Hedwig Marquardt | |
---|---|
Born |
Hedwig Frieda Käthe Marquardt November 28, 1884 Biere, Germany |
Died | April 14, 1969 Hanover, Germany |
(aged 84)
Nationality | German |
Known for | Ceramic art, Painting |
Movement | German Expressionism |
Hedwig Marquardt (28 November 1884 – 14 April 1969) is one of a relatively small number of women artists whose work belongs to the German expressionist tradition.
Hedwig Frieda Käthe Marquardt was the daughter of Johann Friedrich Marquardt and Hedwig Franziska Marquardt. Her father was the village doctor in Biere, a village near Magdeburg, Germany. She initially trained as an art teacher in Kassel, but went on to study art at the Kunstgewerbeschule Magdeburg and then, under Professor Engels, at an academy in Munich in 1906–09. Very few of her pictures before the 1920s survive. The earliest show the influence of contemporary German landscape painters, particularly those of the Worpswede School, and, in her figurative painting, that of Käthe Kollwitz. By 1912 Marquardt was living in Berlin and studied for a time under Lovis Corinth. The art of the avant garde she saw here (in particular the work of artists such as Franz Marc, Wassily Kandinsky and Lyonel Feininger) allowed her to develop the artistic idiom that she followed, broadly speaking, for the rest of her life in her painting and graphic work.
The figure of the horse, a symbol of energy and the free spirit, a recurrent image in her work, may derive from her country upbringing but also owes much to Marc. She exhibited in the Juryfreie Kunstschau in Berlin in 1911 and 1913 and the Magdeburg Kunstschau of 1912. In 1914 she painted a large crucifixion for the village church at Biere.

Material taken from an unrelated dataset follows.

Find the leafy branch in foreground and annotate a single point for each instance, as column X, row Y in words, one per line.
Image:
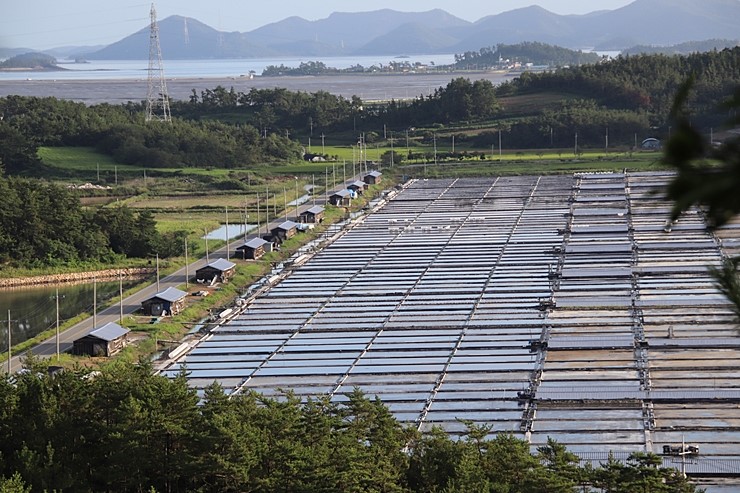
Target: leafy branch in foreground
column 707, row 175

As for so many women artists, Marquardt found it hard to make a living from her art, particularly in the troubled period after the First World War. She turned to ceramics, leaving Berlin in 1921 and moving to Karlsruhe, where she worked at the Grossherzogliche Majolika Manufaktur as a ceramic painter, decorating the work of others, particularly the popular figurines of birds by Emil Pottner. In 1922 she met the sculptor and ceramic artist Augusta Kaiser, who called herself Gust Kaiser from 1922 on and who was also working at the time as a ceramics painter at the Karlsruhe factory.